The joy of independence in India didn’t last long: it was closely followed by the pains and the jolt of the Partition. On the 14 of August 1947 two twin nations were born, covered in blood and hatred: India and Pakistan. Toba Tek Singh, directed by the commercially and critically acclaimed Indian filmmaker Ketan Mehta, utilises a lunatic asylum – the common name for psychiatric institutions back then – as a metaphor of the madness, division and turmoil that the region experienced back then.

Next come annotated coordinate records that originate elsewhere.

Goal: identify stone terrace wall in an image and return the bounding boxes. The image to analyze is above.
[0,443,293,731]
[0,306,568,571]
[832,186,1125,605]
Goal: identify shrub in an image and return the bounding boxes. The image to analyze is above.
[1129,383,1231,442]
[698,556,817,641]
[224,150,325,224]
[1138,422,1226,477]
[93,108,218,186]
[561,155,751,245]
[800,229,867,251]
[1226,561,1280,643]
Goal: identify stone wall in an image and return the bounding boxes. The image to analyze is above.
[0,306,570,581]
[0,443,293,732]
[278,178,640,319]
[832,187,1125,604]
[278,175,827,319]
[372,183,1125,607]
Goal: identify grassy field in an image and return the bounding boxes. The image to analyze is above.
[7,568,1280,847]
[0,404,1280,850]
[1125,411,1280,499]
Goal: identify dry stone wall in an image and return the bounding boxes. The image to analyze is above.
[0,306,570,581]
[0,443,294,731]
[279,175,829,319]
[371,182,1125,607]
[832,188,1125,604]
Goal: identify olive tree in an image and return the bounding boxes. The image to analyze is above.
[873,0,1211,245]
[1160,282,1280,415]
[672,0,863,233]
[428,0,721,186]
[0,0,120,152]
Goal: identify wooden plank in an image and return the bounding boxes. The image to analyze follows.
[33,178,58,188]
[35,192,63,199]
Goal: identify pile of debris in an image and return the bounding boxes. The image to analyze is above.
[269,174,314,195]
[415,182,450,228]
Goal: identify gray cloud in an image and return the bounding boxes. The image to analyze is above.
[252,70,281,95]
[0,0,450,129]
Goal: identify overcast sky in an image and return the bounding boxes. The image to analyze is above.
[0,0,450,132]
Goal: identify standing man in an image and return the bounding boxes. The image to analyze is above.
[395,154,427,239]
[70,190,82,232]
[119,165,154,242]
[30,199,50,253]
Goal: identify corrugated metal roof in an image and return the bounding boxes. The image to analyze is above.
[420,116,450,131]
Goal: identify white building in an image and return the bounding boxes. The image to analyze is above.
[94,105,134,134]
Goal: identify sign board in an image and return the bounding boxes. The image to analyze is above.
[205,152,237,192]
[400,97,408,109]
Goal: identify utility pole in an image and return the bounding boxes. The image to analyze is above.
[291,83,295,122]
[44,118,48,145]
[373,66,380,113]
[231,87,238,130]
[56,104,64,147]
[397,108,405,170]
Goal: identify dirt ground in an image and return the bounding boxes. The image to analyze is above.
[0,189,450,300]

The institution is located in Lahore, then part of India and now firmly in Pakistan. Its inmates are almost entirely young men, with the exception of Bishen Singh (played by Pankaj Kapur, pictured above), a mostly silent old Sikh man who allegedly hasn’t slept in 15 years. Perhaps his self-imposed insomnia is a prescient sign of impending fate of his homeland. The Partition was very violent, with notions of national identity torn to pieces, family and friends divided.
The inmates are highly jolly and likable, and there is a strange sense of safety and community within the walls of the derelict institution. It sometimes seems like it’s the ones outside that are mad. The choice of actors is very effective, with powerful performances throughout. The cinematography is also very impressive, portraying a period of transition in a country through vibrant sepia tones and landscapes.
Inevitably, however, disaster strikes the institution. Officials are asked to send the Hindus and Sikhs to India, and keep the Muslims only in what is now Pakistan. This means that Bishen has to leave, leaving him confused and vulnerable. Many other men have the same fate. The film also raises very pertinent questions about religion and women’s rights by highlighting the uncertain predicament of a silent female inmate. It’s easy to determine whether a man is a Muslim or not through circumcision, but what about females? An official asks: “is she a Muslim, a Sikh or a Hindu”, to which someone replies: “she’s just a girl”.
Despite not being a Bollywood movie, Toba Tek Singh is populated with local music. The difference is that the songs here and tender and sorrowful, and a constant cry of lost identity is heard throughout the film: “I do not know who I am”. The result is a very powerful film with an urgent message of unity and tolerance, yet digestible and easy to watch. Perhaps the UK could learn a thing or two about the pains and the consequences of breaking away from a bigger entity.
The world premiere of Toba Tek Singh took place in the Indian Film Festival of London in July 2016, when this piece originally written. The Partition of India sees its 70th anniversary on August 15th 2017.